The storm raged with unabated fury, and the rain pouring in at the dilapidated door threatened to flood the room. Presently the sick man raised his head a little way from the pillow.
“Lass,” he said, “could you get me a drop o’ wine? I think, if I could drink a drop o’ wine, it would put some strength into me somehow.”
“Grandmother,” said the girl, “can I get him any? You’ve got some money; it’s only just gone twelve; I can get in at the public-house. I will get in, if I knock them up, to get a drop o’ wine for Jim.”
The old woman fumbled among her rags and produced a sixpence, part of the money given her from the slender purse of the benevolent Jabez, and the girl hurried away to fetch the wine.

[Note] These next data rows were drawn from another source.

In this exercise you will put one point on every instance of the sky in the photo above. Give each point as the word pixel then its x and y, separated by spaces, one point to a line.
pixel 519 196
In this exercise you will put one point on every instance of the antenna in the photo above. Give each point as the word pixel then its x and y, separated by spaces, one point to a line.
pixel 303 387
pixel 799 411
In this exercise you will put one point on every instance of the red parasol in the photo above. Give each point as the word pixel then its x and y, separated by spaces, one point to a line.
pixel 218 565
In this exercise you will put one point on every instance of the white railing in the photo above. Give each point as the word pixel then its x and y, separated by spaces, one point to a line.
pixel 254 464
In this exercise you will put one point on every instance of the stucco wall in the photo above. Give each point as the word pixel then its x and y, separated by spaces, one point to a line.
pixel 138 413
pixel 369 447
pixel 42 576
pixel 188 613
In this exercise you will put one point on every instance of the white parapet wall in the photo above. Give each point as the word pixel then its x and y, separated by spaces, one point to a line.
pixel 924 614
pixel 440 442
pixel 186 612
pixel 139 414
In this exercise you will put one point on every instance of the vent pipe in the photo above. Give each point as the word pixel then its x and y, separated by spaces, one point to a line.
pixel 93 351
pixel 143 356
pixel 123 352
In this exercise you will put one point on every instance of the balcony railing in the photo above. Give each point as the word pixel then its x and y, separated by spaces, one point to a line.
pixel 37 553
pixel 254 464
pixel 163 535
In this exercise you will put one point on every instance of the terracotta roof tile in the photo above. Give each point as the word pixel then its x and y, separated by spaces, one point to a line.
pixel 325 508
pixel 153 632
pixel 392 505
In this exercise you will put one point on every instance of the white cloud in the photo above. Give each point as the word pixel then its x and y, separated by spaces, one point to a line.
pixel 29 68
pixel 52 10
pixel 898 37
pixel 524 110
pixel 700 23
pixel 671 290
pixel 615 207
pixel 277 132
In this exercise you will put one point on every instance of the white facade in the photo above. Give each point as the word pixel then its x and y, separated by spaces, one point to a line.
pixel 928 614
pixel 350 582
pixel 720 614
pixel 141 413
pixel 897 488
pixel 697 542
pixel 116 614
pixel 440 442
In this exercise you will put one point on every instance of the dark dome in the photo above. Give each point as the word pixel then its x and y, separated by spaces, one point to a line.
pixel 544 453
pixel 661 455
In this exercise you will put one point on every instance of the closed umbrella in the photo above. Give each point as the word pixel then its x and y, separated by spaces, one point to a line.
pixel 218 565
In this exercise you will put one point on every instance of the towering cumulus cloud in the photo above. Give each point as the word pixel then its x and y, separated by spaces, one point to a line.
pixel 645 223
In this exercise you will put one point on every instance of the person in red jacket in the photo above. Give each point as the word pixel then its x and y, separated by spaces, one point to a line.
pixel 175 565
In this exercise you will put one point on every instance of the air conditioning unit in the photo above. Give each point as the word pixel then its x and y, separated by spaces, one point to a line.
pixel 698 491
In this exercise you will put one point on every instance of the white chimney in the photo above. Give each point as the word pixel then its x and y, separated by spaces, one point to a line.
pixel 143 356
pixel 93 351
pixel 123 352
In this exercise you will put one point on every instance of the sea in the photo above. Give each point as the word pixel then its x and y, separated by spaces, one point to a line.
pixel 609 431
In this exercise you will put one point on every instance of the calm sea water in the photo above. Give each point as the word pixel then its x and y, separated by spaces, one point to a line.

The public-house was called the Seven Stars; the seven stars being represented on a signboard in such a manner as to bear rather a striking resemblance to seven yellow hot-cross buns on a very blue background. The landlady of the Seven Stars was putting her hair in papers when the girl called Sillikens invaded the sanctity of her private life. Why she underwent the pain and grief of curling her hair for the admiration of such a neighbourhood as Blind Peter is one of those enigmas of this dreary existence to solve which the Œdipus4 has not yet appeared. I don’t suppose she much cared about suspending her toilet, and opening her bar, for the purpose of selling sixpennyworth of port wine; but when she heard it was for a sick man, she did not grumble. The girl thanked her heartily, and hurried homewards with her pitiful measure of wine.